24/7: What I want for Christmas this year is TIME. This season (and this period in my life, for a number of reasons I will leak gradually into this space over the next few months / years / decades; see "conservative" above) is packed from morning stirring to evening collapse with stuff. My books to read pile is starting to look like something out of a Dr. Seuss illustration, covers and bookmarks arcing and teetering like the tartoofers in the Grinch's bag. Short list of the books I'm fiending to get into (the ones on top, anyway):
- What He Ought To Know, Edward Foster's latest book, a new and selected poems. He read some of these last Sunday in the Spoken Word series. Also, the latest issue of Talisman, dedicated to Gustaf Sobin.
- The Secret of Me, Meg Kearney's novel in verse from the perspective of an adopted teenage girl
- Conversations During Sleep by Michele Wolf. It's an old (1997) book, but I was reminded how much I like her work by her 2005 appearance in Poetry East, and I've finally gotten around to purchasing it.

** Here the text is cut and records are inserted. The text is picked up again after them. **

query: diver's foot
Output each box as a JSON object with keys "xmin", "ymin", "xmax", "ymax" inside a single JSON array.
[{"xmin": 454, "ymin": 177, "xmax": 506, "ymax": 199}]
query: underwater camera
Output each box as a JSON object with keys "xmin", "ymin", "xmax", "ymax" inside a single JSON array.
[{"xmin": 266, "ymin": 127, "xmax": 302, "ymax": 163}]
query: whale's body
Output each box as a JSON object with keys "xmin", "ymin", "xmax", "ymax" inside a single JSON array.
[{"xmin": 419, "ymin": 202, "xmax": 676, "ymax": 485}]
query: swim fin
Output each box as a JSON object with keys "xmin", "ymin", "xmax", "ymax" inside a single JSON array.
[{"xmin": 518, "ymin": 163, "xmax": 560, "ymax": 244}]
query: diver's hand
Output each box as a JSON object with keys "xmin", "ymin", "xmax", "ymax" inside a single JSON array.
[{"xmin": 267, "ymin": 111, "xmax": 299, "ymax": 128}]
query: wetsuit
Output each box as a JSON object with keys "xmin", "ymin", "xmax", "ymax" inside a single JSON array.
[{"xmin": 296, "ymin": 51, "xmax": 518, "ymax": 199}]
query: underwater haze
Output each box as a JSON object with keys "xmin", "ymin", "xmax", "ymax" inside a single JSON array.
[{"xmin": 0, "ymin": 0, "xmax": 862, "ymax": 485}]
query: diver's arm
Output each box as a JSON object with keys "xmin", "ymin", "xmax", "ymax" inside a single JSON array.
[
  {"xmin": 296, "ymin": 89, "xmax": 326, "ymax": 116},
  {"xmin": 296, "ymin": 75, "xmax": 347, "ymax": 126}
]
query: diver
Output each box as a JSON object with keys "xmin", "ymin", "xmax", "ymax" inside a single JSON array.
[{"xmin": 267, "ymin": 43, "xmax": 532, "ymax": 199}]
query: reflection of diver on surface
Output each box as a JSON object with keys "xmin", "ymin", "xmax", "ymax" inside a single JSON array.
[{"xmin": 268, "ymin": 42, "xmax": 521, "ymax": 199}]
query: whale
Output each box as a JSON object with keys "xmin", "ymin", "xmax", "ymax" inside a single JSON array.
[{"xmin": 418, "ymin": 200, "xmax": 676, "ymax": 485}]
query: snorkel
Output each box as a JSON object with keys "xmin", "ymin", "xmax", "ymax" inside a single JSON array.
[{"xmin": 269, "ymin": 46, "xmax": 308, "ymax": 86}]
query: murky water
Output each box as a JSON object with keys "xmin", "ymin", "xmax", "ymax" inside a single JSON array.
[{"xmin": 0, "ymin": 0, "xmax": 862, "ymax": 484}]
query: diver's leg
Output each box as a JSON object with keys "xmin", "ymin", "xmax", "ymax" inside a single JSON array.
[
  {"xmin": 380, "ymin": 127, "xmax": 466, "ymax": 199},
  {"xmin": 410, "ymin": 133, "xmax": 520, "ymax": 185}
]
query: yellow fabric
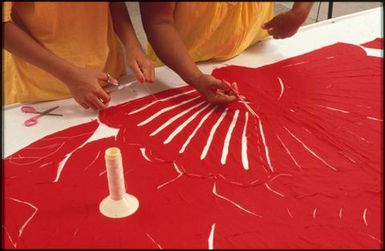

- Bradbury Speaks, collected essays by the man himself. I learned by the time I was 11 that SF wasn't my particular thing as a writer, but my prose has never really stopped imitating Bradbury's short stories.
Oh, but that doesn't include books I've taken off the shelf recently to walk through again, which are in a different pile: Blue Stones and Salt Hay, I Am That Hero, and a half-dozen others.
And I should really pickup that pen again at some point.
* - this word is used in this space in its former and non-political usage, meaning "traditional or restrained in style".